The more I’m able to see me in you, and you in me, the better things get. It’s really that simple. While truth is many people are quite different from me, some with beliefs I vehemently disagree with—as near I can remember, when I adopt this loving and unifying perspective, it both works and leaves a blessing, without fail. No matter how big the divides and differences (although space and boundaries are sometimes needed). As you might imagine, this naturally leads me to octopi and yoga. 😉

Turns out an octopus has NINE brains! One central one, and 8 independent brains that control its tentacles. Leading up to the holidays, with the awkward and/or divisive conversations that often ensue, Christine D’Ercole (championship cyclist and motivational speaker) invited people to engage others with the perspective of an octopus. In other words:

Much like how octopi perceive the world from 8 different perspectives—we can “step-back” and see others and their views, beliefs, choices, etc. from a variety of “angles”; which, with curiosity and patience, will foster greater understanding, harmony, and unity.

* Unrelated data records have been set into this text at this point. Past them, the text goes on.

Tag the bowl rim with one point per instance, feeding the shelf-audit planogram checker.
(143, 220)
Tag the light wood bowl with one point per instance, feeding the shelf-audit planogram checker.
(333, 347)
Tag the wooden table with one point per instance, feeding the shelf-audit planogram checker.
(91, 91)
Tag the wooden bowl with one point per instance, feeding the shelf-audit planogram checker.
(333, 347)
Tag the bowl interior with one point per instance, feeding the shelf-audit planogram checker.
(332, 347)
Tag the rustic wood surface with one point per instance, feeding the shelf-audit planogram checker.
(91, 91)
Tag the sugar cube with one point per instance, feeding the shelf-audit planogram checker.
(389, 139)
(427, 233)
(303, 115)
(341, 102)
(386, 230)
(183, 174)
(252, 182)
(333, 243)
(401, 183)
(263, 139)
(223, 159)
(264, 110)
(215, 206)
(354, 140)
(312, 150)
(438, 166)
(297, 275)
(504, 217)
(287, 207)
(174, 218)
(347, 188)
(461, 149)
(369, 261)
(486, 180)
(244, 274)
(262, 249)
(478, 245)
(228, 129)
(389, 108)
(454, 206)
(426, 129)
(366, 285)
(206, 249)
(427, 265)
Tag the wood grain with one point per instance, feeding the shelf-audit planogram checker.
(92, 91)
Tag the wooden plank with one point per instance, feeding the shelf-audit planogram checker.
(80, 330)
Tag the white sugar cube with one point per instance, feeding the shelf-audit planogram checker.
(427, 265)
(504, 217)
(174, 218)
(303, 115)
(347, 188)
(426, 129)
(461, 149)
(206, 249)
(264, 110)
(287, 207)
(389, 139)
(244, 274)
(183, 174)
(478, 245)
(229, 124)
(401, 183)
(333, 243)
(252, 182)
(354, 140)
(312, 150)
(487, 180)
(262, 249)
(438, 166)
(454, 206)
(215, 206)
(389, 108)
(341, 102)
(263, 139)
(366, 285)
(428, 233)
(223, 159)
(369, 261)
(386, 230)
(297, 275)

Lisa and I in Ireland in 2019

Speaking of greater wellbeing, a big reason why yoga is physical, mental, and spiritual medicine, is because it gets us to “step-back” and observe our thoughts, sensations, emotions, and more. When I do this, not only do I get more calm, confident, clear, and cheerful, I become increasingly aware of the diverse melting pot of beliefs, opinions, and views within me. Conservative, liberal, moderate, Christian, atheist, materialist, communalist, capitalist, peacemaker, warrior, and so on, are all within me! Can you relate?

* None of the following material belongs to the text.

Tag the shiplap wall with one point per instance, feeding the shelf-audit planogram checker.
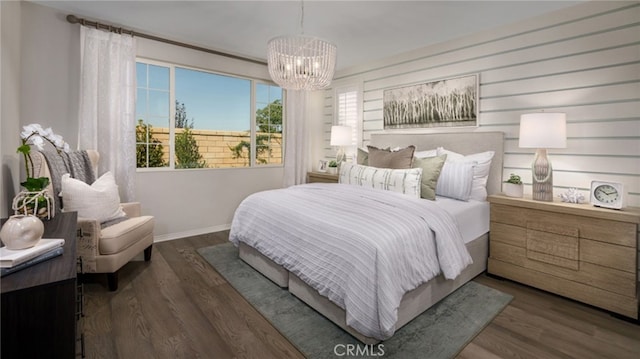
(584, 61)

What is more, yoga, and other mindfulness practices/exercises, gets me out of my brain—which, is quite good at comparing, competing, judging, and dividing—and into my heart—which, is fabulous at uniting, understanding, and loving unconditionally.

Saint Augustine said unless one’s interpretation of a passage in the Bible led them to greater love of God and others, they’d missed the mark and needed to try again. I have a hunch the same might be true for how we relate to others, until we can see ourselves in them and vice versa, keep going. What do you think?